More like… Degenerative AI *ba dum tsss
“Model collapse” threatens to kill progress on generative AIs
Submitted 1 month ago by Stern@lemmy.world to technology@lemmy.world
https://bigthink.com/the-future/ai-model-collapse/
Comments
EgoNo4@lemmy.world 1 month ago
merde@sh.itjust.works 1 month ago
deGenerative AI ☞ !degenerate@lemmynsfw.com
EgoNo4@lemmy.world 1 month ago
No idea this existed.
Also… JFC WHAT THE SHIT?
CarbonatedPastaSauce@lemmy.world 1 month ago
Model collapse is just a euphemism for “we ran out of stuff to steal”
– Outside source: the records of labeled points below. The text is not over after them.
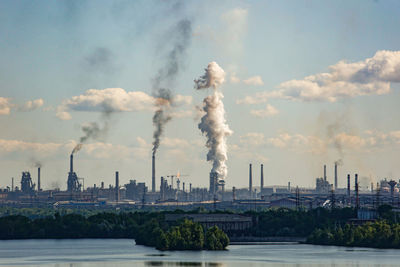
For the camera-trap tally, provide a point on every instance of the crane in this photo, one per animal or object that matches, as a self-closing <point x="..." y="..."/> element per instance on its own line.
<point x="177" y="176"/>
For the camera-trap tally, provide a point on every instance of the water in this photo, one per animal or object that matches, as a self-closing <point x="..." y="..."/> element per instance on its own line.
<point x="112" y="252"/>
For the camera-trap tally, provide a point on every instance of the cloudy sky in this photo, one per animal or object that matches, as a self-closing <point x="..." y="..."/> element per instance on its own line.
<point x="307" y="83"/>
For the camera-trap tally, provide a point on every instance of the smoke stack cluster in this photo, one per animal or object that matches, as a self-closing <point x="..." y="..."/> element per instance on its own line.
<point x="348" y="185"/>
<point x="116" y="186"/>
<point x="357" y="189"/>
<point x="71" y="162"/>
<point x="213" y="124"/>
<point x="250" y="180"/>
<point x="262" y="179"/>
<point x="335" y="175"/>
<point x="39" y="179"/>
<point x="153" y="173"/>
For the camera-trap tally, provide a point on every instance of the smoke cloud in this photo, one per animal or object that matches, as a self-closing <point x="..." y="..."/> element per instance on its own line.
<point x="161" y="116"/>
<point x="166" y="76"/>
<point x="213" y="124"/>
<point x="92" y="130"/>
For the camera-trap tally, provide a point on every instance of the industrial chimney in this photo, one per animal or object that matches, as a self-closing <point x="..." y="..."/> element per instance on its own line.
<point x="262" y="179"/>
<point x="335" y="175"/>
<point x="250" y="180"/>
<point x="116" y="186"/>
<point x="348" y="185"/>
<point x="38" y="178"/>
<point x="153" y="173"/>
<point x="357" y="193"/>
<point x="71" y="163"/>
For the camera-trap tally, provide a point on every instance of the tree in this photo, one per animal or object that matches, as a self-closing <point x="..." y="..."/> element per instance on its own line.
<point x="216" y="239"/>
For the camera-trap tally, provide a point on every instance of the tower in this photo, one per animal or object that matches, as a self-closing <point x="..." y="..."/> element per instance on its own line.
<point x="250" y="180"/>
<point x="262" y="179"/>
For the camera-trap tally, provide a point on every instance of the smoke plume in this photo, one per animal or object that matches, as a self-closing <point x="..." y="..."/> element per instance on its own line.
<point x="161" y="116"/>
<point x="213" y="123"/>
<point x="181" y="36"/>
<point x="92" y="130"/>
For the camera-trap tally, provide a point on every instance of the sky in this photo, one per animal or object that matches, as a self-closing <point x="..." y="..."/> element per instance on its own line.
<point x="306" y="83"/>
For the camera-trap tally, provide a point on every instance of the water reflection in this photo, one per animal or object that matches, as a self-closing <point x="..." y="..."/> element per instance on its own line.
<point x="184" y="263"/>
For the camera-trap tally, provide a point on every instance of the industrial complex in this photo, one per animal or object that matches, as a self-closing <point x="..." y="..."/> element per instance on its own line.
<point x="172" y="193"/>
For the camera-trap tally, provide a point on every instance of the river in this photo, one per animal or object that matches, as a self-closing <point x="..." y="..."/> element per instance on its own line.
<point x="122" y="252"/>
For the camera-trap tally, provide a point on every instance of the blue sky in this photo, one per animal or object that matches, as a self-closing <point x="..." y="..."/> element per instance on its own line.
<point x="58" y="50"/>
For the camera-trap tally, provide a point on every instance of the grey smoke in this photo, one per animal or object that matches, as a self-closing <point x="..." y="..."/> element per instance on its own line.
<point x="93" y="131"/>
<point x="180" y="35"/>
<point x="35" y="162"/>
<point x="161" y="116"/>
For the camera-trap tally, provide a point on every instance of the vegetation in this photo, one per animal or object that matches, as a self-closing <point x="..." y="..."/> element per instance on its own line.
<point x="147" y="229"/>
<point x="321" y="226"/>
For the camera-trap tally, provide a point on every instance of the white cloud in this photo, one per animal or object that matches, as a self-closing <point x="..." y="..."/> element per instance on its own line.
<point x="112" y="99"/>
<point x="368" y="142"/>
<point x="5" y="106"/>
<point x="32" y="105"/>
<point x="255" y="80"/>
<point x="263" y="113"/>
<point x="371" y="76"/>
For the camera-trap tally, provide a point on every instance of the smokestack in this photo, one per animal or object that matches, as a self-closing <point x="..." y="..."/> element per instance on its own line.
<point x="250" y="180"/>
<point x="71" y="163"/>
<point x="38" y="178"/>
<point x="116" y="186"/>
<point x="262" y="179"/>
<point x="162" y="188"/>
<point x="356" y="188"/>
<point x="153" y="173"/>
<point x="335" y="175"/>
<point x="348" y="185"/>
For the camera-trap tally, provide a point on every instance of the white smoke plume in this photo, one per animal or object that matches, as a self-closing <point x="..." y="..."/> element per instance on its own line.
<point x="181" y="38"/>
<point x="213" y="123"/>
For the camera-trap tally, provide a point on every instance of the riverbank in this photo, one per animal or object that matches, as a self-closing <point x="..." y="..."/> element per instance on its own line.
<point x="266" y="239"/>
<point x="124" y="253"/>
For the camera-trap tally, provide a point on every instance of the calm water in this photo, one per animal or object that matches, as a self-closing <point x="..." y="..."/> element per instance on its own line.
<point x="101" y="252"/>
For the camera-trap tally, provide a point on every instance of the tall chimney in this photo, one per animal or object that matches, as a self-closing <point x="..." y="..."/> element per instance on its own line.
<point x="38" y="178"/>
<point x="356" y="188"/>
<point x="71" y="163"/>
<point x="162" y="188"/>
<point x="262" y="179"/>
<point x="348" y="185"/>
<point x="116" y="186"/>
<point x="153" y="173"/>
<point x="335" y="175"/>
<point x="250" y="180"/>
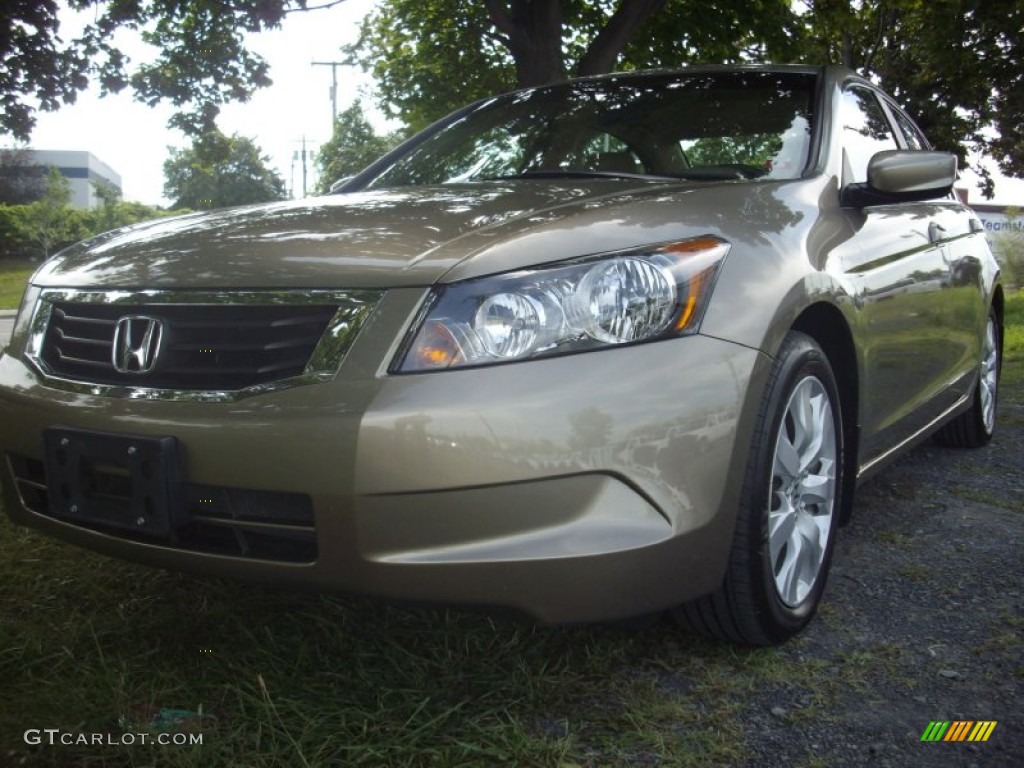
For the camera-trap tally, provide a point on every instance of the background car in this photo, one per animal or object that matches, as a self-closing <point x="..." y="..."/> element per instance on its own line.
<point x="585" y="351"/>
Snowclone@lemmy.world 1 month ago
It’s more ''we are so focused on stealing and eating content, we’re accidently eating the content we or other AI made, which is basically like incest for AI, and they’re all inbred to the point they don’t even know people have more than two thumb shaped fingers anymore.
rottingleaf@lemmy.world 1 month ago
All such news make me want to live to the time when our world is interesting again. Real AI research, something new instead of the Web we have, something new instead of the governments we have. It’s just that I’m scared of what’s between now and then. Parasites die hard.
jimmy90@lemmy.world 1 month ago
or “we’ve hit a limit on what our new toy can do and here’s our excuse why it won’t get any better and AGI will never happen”
RmDebArc_5@sh.itjust.works 1 month ago
This sounds like AI is literally biting its own tail
AbidanYre@lemmy.world 1 month ago
ChatGPT, what is an ouroboros?
homesweethomeMrL@lemmy.world 1 month ago
Of course! An ChatGPT is an ouroboros, ChatGPT what is an ouroboros.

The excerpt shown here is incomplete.